Can investors who lose money in a fund sue those who make money by timing their investment better? Sound ridiculous? It does to me, but according to today's WSJ investors trying to do just that. It's a little less ridiculous because the investors in question lost money due to fraud rather than plain vanilla investment losses. Therefore, the investors that "made" money in the funds were really just the fortunate first ones out of a Ponzi scheme.

Regardless, if any of these suits were to prevail, it would set an awful precedent. In these cases, there was blatant fraud, but what about more nebulous cases? Tort lawyers are very creative, and they will comb every failed hedge fund for anyplace they can argue "negligence" or "misrepresentation."

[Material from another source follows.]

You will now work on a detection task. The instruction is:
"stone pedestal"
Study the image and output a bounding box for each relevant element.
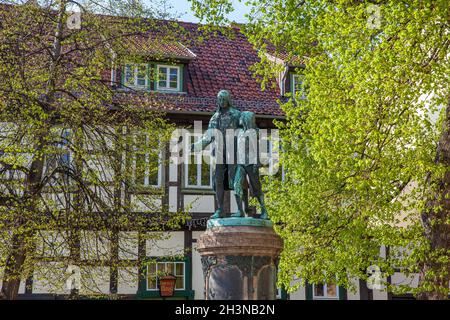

Plus, what about investors who no longer have the money? If I put $100,000 into a hedge fund, then walk away with $300,000 and buy a nice beach house with the money, you are telling me that a judge might order me to pay back the $300,000 5 years later? Investors hate unquantifiable risks. The risk that a fund might be fraudulent is one thing. The risk that any time I make a withdrawal that someone may come after me for the money years later is entirely different.

There is a good chance these law suits will fly under the radar, because the cases involve real fraud. But I think big hedge fund managers would do well to pay attention.